V

LA DEUXIÈME BATAILLE

L’an du monde 22649, le onzième jour de la huitième lune. Ce jour a été livrée la seconde bataille contre les Xipéhuz, et les chefs m’ont remis le commandement suprême. Alors, j’ai divisé les peuples en trois armées. Un peu avant l’aurore, j’ai lancé quarante mille guerriers contre Kzour, armés selon le système des barrières. Cette attaque a été moins confuse que celle du septième jour. Les tribus sont entrées lentement dans la forêt, par petites troupes disposées en bon ordre, et la rencontre a commencé. Elle a été tout à l’avantage des hommes pendant la première heure, les Xipéhuz ayant été complètement déroutés par la tactique nouvelle; plus de cent des Formes ont péri, à peine vengées par la mort d’une dizaine de guerriers. Mais, la surprise passée, les Xipéhuz ont commencé de vouloir brûler les barrières. Ils ont pu, en quelques circonstances, y réussir. Une manœuvre plus dangereuse fut celle adoptée par eux vers la quatrième heure du jour: profitant de leur vélocité, des groupes de Xipéhuz, serrés les uns contre les autres, arrivaient sur les barrières, réussissaient à les renverser. Il périt de celle façon un très grand nombre d’hommes, si bien que, l’ennemi reprenant l’avantage, une partie de notre armée se désespéra.
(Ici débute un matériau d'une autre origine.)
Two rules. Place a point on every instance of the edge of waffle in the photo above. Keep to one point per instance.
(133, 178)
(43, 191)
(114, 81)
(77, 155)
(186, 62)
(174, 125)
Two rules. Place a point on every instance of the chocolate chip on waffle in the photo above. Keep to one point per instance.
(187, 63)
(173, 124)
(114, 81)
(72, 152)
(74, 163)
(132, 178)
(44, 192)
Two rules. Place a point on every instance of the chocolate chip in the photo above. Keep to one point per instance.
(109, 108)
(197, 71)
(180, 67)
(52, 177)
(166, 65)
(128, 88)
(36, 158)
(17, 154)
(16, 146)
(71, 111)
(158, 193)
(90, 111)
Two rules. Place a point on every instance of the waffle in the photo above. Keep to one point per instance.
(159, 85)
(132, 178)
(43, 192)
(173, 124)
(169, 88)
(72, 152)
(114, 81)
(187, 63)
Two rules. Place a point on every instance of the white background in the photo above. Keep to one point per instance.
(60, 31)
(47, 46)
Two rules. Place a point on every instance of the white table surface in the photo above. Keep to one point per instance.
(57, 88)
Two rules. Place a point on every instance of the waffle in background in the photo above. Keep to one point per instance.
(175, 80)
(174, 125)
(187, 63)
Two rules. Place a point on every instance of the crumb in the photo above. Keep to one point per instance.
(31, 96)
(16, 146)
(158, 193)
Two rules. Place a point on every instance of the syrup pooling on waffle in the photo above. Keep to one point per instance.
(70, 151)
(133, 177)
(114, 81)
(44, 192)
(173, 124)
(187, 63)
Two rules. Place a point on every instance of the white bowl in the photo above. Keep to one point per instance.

Vers la cinquième heure, les tribus Zahelales de Khemar, de Djoh et une partie des Xisoastres et des Sahrs commencèrent la déroute. Voulant éviter une catastrophe, je dépêchai des courriers protégés par de fortes barrières pour annoncer du renfort. En même temps, je disposai la seconde armée pour l’attaque; mais, auparavant, je donnai des instructions nouvelles: c’est que les barrières devaient se maintenir par groupes aussi denses que le permettait la circulation en forêt, et se disposer en carrés compactes des qu’approchait une troupe un peu imposante de Xipéhuz, sans pour cela abandonner l’offensive.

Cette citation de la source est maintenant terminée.